Unser Wettkampfteam bei den Kindern, umfassend 18 AthletInnen, welche in den Standardformen der Kinder mit Jahrgang 1999 und jünger um die Medaillen am 1. Qualifikationsturnier 2011 kämpften.

Das sind diejenigen Kinder, welche 2011 zum ersten Mal an einem Turnier teilnehmen. Von links nach rechts: Niclas, Nicola, Gianluca, Viktoria, Anabel, Lee, Jan und Paco.
Jehmsei Keo nahm seit langer Zeit zum ersten Mal wieder in einer traditionellen Kategorie teil.

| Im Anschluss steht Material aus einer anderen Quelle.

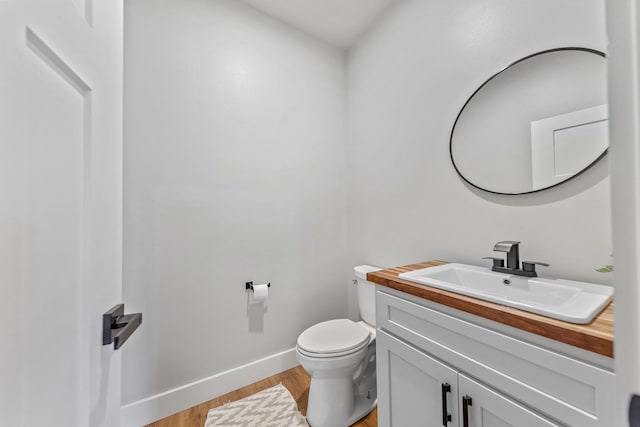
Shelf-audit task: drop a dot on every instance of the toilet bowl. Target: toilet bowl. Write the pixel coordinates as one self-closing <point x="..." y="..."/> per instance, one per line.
<point x="340" y="356"/>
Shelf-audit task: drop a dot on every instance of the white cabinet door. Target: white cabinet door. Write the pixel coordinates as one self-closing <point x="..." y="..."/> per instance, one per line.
<point x="486" y="408"/>
<point x="413" y="388"/>
<point x="60" y="210"/>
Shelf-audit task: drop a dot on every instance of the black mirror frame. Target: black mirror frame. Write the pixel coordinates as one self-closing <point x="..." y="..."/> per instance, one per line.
<point x="559" y="49"/>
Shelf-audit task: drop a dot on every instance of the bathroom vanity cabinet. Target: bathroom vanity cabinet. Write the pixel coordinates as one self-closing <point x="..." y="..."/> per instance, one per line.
<point x="436" y="363"/>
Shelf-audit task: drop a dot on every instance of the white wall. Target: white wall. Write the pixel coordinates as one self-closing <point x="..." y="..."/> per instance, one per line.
<point x="407" y="80"/>
<point x="234" y="171"/>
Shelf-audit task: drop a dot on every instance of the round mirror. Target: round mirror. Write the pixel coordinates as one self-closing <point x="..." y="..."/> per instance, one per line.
<point x="537" y="123"/>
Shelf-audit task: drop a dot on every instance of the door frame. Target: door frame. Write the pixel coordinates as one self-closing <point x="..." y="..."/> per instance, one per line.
<point x="623" y="28"/>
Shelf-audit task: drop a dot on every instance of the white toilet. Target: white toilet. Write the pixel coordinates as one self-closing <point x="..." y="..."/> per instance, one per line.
<point x="340" y="356"/>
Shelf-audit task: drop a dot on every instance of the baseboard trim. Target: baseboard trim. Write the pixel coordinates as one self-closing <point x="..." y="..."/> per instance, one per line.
<point x="162" y="405"/>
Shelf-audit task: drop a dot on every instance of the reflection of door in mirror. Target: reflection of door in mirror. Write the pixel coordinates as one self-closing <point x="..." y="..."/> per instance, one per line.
<point x="561" y="93"/>
<point x="564" y="145"/>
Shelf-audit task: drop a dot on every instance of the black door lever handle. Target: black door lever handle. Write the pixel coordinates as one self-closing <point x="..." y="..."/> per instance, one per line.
<point x="117" y="327"/>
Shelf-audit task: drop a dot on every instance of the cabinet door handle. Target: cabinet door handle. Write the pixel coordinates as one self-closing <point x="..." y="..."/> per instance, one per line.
<point x="446" y="417"/>
<point x="466" y="402"/>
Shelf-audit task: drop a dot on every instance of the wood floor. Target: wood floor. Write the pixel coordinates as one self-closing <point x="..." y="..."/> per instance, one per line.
<point x="295" y="379"/>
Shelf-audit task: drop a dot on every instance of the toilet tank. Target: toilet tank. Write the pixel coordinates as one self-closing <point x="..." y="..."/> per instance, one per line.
<point x="366" y="293"/>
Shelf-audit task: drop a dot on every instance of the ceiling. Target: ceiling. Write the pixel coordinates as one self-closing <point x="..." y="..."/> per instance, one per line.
<point x="337" y="22"/>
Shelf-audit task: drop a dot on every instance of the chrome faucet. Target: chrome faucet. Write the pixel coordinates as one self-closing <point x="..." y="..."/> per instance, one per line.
<point x="512" y="249"/>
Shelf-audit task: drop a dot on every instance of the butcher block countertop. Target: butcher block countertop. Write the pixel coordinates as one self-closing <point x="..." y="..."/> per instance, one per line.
<point x="596" y="336"/>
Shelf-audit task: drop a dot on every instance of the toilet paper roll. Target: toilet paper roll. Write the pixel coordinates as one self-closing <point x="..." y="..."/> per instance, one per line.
<point x="260" y="293"/>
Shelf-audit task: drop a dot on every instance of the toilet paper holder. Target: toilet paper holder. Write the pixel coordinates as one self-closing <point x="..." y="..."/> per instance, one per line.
<point x="249" y="286"/>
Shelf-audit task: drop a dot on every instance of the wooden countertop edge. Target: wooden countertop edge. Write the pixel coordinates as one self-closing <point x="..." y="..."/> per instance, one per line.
<point x="596" y="336"/>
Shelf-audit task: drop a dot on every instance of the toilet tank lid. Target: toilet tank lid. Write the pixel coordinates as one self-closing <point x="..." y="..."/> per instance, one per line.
<point x="362" y="270"/>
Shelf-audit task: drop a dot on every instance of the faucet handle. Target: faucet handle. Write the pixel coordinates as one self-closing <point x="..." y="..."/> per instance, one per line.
<point x="530" y="266"/>
<point x="497" y="262"/>
<point x="505" y="246"/>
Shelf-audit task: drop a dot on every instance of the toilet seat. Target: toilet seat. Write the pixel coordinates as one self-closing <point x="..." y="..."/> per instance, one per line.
<point x="333" y="338"/>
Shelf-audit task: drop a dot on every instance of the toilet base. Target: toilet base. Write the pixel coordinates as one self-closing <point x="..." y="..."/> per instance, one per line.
<point x="362" y="408"/>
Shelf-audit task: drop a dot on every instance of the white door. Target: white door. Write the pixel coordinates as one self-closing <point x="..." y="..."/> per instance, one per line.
<point x="487" y="408"/>
<point x="413" y="389"/>
<point x="60" y="210"/>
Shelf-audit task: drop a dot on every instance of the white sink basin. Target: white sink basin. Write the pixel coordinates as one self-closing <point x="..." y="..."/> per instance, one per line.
<point x="575" y="302"/>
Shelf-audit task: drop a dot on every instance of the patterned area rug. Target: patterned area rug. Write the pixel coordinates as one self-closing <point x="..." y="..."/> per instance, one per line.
<point x="273" y="407"/>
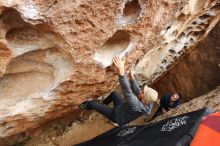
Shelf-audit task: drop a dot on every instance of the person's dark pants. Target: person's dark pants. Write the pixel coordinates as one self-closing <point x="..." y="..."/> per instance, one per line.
<point x="158" y="112"/>
<point x="105" y="110"/>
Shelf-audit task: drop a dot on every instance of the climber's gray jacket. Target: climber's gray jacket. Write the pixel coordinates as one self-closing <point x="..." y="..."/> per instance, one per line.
<point x="132" y="108"/>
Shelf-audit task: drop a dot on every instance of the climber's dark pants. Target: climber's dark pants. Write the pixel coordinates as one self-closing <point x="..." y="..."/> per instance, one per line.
<point x="105" y="110"/>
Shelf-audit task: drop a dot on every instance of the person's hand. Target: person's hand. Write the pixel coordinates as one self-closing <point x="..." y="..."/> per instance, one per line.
<point x="131" y="75"/>
<point x="164" y="111"/>
<point x="120" y="64"/>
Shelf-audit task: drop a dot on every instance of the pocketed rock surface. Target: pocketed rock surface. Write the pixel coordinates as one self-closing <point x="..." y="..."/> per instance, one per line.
<point x="56" y="54"/>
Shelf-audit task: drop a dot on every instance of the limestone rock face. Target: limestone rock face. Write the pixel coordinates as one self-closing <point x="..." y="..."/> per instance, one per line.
<point x="197" y="73"/>
<point x="191" y="26"/>
<point x="55" y="54"/>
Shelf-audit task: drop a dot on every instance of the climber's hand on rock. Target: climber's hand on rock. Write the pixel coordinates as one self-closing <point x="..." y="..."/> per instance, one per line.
<point x="119" y="63"/>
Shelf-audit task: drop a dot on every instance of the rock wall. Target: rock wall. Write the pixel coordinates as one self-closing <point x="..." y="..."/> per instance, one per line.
<point x="55" y="54"/>
<point x="192" y="25"/>
<point x="197" y="73"/>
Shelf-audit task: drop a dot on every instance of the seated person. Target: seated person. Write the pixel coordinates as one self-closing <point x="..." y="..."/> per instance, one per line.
<point x="167" y="102"/>
<point x="136" y="104"/>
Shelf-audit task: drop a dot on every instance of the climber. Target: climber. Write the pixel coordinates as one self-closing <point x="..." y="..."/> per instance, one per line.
<point x="124" y="112"/>
<point x="167" y="102"/>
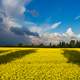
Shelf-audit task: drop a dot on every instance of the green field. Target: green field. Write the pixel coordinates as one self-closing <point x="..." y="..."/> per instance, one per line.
<point x="39" y="64"/>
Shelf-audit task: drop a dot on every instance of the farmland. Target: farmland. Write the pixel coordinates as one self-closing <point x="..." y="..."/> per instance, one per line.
<point x="39" y="64"/>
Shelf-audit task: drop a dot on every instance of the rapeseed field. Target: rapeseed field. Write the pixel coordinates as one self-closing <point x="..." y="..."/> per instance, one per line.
<point x="39" y="64"/>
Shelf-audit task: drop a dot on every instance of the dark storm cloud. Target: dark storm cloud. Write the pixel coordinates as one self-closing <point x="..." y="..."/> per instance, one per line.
<point x="23" y="31"/>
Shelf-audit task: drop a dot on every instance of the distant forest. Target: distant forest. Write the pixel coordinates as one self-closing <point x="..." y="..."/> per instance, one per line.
<point x="71" y="44"/>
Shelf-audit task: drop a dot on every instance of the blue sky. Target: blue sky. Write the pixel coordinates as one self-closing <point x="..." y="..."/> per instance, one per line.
<point x="39" y="21"/>
<point x="51" y="11"/>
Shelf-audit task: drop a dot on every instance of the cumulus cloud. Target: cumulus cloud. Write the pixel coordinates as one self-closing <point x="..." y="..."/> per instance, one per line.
<point x="78" y="17"/>
<point x="23" y="31"/>
<point x="55" y="25"/>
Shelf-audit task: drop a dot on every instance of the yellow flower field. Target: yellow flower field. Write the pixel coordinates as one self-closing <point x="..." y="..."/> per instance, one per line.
<point x="39" y="64"/>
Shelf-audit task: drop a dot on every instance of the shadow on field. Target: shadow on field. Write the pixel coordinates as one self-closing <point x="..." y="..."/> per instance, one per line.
<point x="14" y="55"/>
<point x="73" y="56"/>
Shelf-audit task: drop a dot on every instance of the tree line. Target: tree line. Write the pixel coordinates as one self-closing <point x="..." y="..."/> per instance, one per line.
<point x="62" y="44"/>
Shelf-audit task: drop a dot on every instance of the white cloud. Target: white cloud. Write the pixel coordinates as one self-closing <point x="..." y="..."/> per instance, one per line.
<point x="55" y="25"/>
<point x="69" y="33"/>
<point x="78" y="17"/>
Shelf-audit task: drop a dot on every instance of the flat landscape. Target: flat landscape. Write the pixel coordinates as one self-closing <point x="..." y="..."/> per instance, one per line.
<point x="39" y="64"/>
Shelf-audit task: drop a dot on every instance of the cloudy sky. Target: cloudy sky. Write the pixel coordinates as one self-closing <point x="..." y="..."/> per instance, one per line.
<point x="39" y="21"/>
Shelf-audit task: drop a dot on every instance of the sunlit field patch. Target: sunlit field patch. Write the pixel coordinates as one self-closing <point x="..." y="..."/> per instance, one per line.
<point x="39" y="64"/>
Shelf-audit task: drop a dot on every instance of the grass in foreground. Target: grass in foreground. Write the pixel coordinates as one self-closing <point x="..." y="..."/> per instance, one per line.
<point x="39" y="64"/>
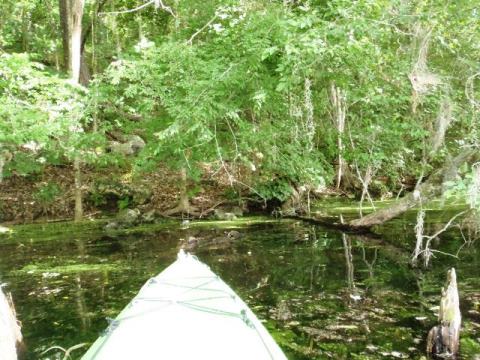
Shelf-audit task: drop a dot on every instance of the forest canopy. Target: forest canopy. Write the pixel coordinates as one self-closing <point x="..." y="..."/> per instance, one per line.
<point x="280" y="95"/>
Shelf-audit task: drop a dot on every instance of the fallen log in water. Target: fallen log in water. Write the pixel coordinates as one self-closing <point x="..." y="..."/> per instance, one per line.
<point x="443" y="339"/>
<point x="10" y="333"/>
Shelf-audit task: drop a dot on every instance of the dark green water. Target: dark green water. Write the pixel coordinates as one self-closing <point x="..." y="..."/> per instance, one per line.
<point x="323" y="294"/>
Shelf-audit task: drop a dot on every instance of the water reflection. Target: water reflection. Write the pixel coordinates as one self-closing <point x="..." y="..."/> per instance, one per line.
<point x="323" y="293"/>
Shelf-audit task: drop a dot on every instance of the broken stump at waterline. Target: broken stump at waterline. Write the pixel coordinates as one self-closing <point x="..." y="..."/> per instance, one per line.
<point x="10" y="333"/>
<point x="443" y="339"/>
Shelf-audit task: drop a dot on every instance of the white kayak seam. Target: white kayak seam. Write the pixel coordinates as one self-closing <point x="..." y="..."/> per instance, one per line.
<point x="240" y="311"/>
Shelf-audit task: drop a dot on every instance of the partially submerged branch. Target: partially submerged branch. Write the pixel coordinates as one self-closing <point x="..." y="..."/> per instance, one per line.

Er gewann mit seinem Adlerstil mit grossem Vorsprung (0.5 Punkte) und erzielte mit 9.30 die Tageshöchstnote.
Naemi Schatzmann siegte in den Kinderkategorien der Mädchen gleich drei Mal, will heissen in allen Kategorien (waffenlos, Kurz- und Langwaffen).
Livia Lochmann siegte bei den Juniorinnen zwei Mal und lediglich zwei Hundertstel trennten sie von einem möglichen dritten Sieg. Hier zeigt sie das freie Rad. Man möge die Unschärfe verzeihen, aber meine Ausrüstung reicht dazu einfach nicht aus, da ich kein lichtstarkes Objektiv habe. Allerdings sieht man trotzdem, was man sehen muss...auch heute sind es immer noch sehr wenige Kinder und Junioren, welche in der Schweiz überhaupt ein freies Rad springen können.
Sheryl Kasper, die bereits die zweite Wettkampfsaison in Angriff nimmt. Dass sie bereits über Erfahrung auf dem Teppich verfügt, hat man ihr deutlich angesehen.
Benjamin Müller, als Beweis dafür, dass auch die Jungs eine gute Figur abgegeben haben. Er zeigt hier die Schwertform mit 32 Teilen.